Managing Documents

The following sections will use the Kibana console tool on the localhost url.

Creating & Deleting Indices

Deleting an index:
Deleting pages index example

DELETE /pages

Creating an index:
Adding products index example
- To specify index settings, add a request body
- Add a JSON object
- First line specifies the HTTP verb and endpoint
- Following lines specify the JSON request body

PUT /products
{
    "settings": {
        "number_of_shards": 2,
        "number_of_replicas": 2,
    }
}

Indexing Documents

Index a document using POST request
products index example:

POST /products/_doc
{
    "name": "Coffee Maker",
    "price": 64,
    "in_stock": 10
}

// set id to 100
PUT /products/_doc/100
{
    "name": "Toaster",
    "price": 49,
    "in_stock": 4
}

Retrieving documents by ID

Retrieve Toaster example at id 100

GET /products/_doc/100

Updating documents

Updating Toaster example at id 100 to have less count down to 3 in stock

POST /products/_update/100
{
    "doc": {
        "in_stock": 3
    }
}

Adding New Fields
Adding electronics field to Toaster Example

POST /products/_update/100
{
    "doc": {
        "tags": ["electronics"]
    }
}

Documents are immutable

info

Elasticsearch documents are immutable
Instead, we replaced documents entirely
The Update API is simpler and saves network traffic
- The current document is retrieved
- The field values are changed
- The existing document is replaced with the modified document
- Replacing is less requests compared to modifying, which is good.

Scripted updates

Elasticsearch supports scripting, allowing you to write custom logic or code while assessing a document's values
Scripting to decrease count for Toaster example:
- ctx is a variable, short word for context
- _source property gives an object containing the document's fields
- in_stock field is the custom count of items created earlier
- -- decrements and ++ increments

POST /products/_update/100
{
    "script": {
        "source": "ctx._source.in_stock--"
    }
}

Scripting to assign a new count for Toaster example:

POST /products/_update/100
{
    "script": {
        "source": "ctx._source.in_stock = 10"
    }
}

Could pass in parameters
Scripting to account for parameters making changes to count for Toaster example:

POST /products/_update/100
{
    "script": {
        "source": "ctx._source.in_stock -= params.quantity"
        "params": {
            "quantity": 4
        }
    }
}

Scripting to decrease count for Toaster, accounting for edge cases, example:
- add an if clause to check if stock is zero.
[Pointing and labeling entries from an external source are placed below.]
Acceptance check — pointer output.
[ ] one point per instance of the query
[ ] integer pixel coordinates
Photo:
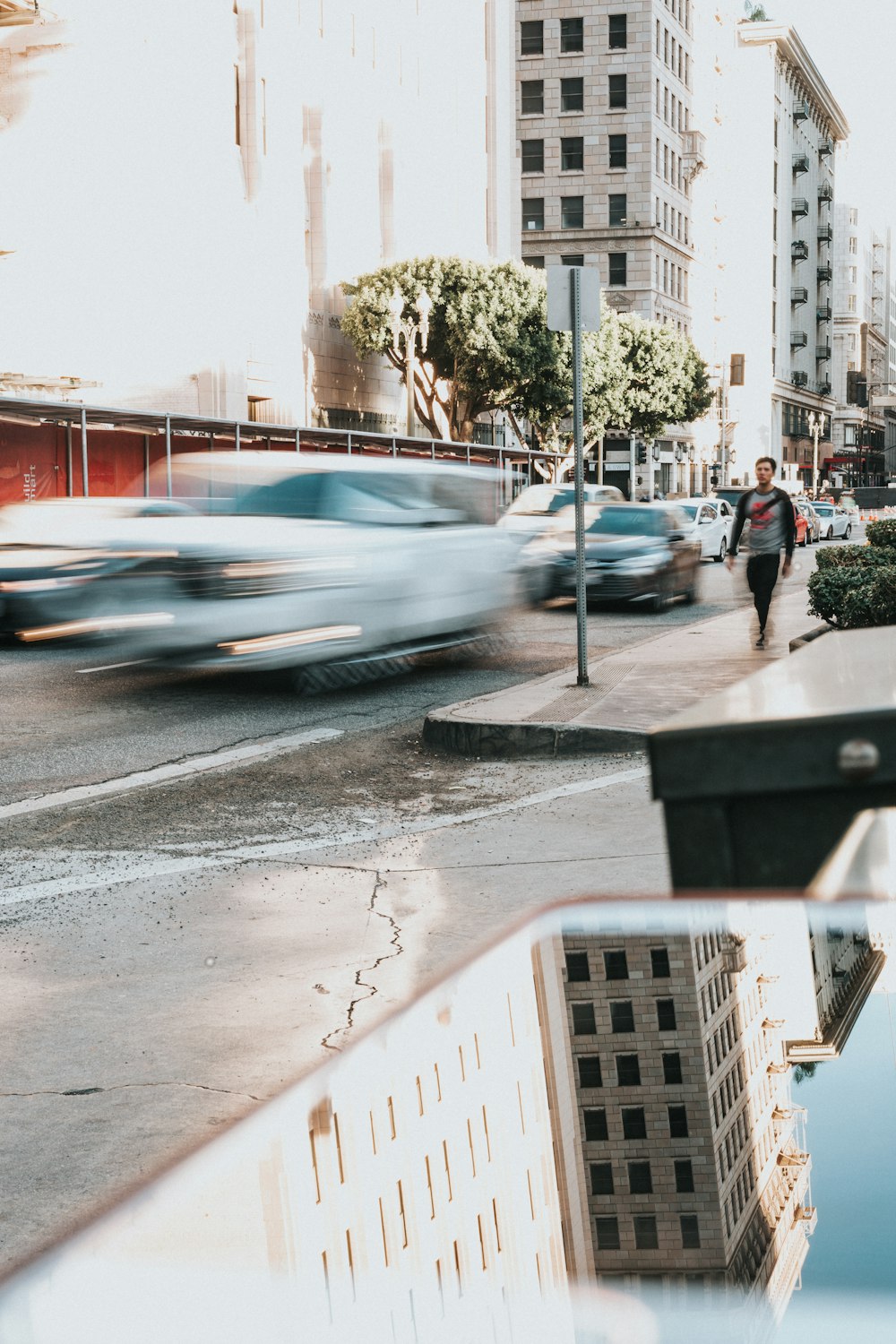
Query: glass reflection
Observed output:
(595, 1132)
Cannot decrement when 0.
- if the if clause is met, then no changes are applied to the document and the "result" key is set to noop

POST /products/_update/100
{
    "script": {
        "source": """
            if(ctx._source.in_stock == 0){
                ctx.op = 'noop';
            }

            ctx._source.in_stock--;
        """
    }
}

Similarly, could change to this logic that does the same thing:

POST /products/_update/100
{
    "script": {
        "source": """
            if(ctx._source.in_stock > 0){
                ctx._source.in_stock--;
            }
        """
    }
}

tip

NOTE: The different with this code compared to the one before is that it will always yield a result of "updated", regardless of whether or not the field value was actually changed.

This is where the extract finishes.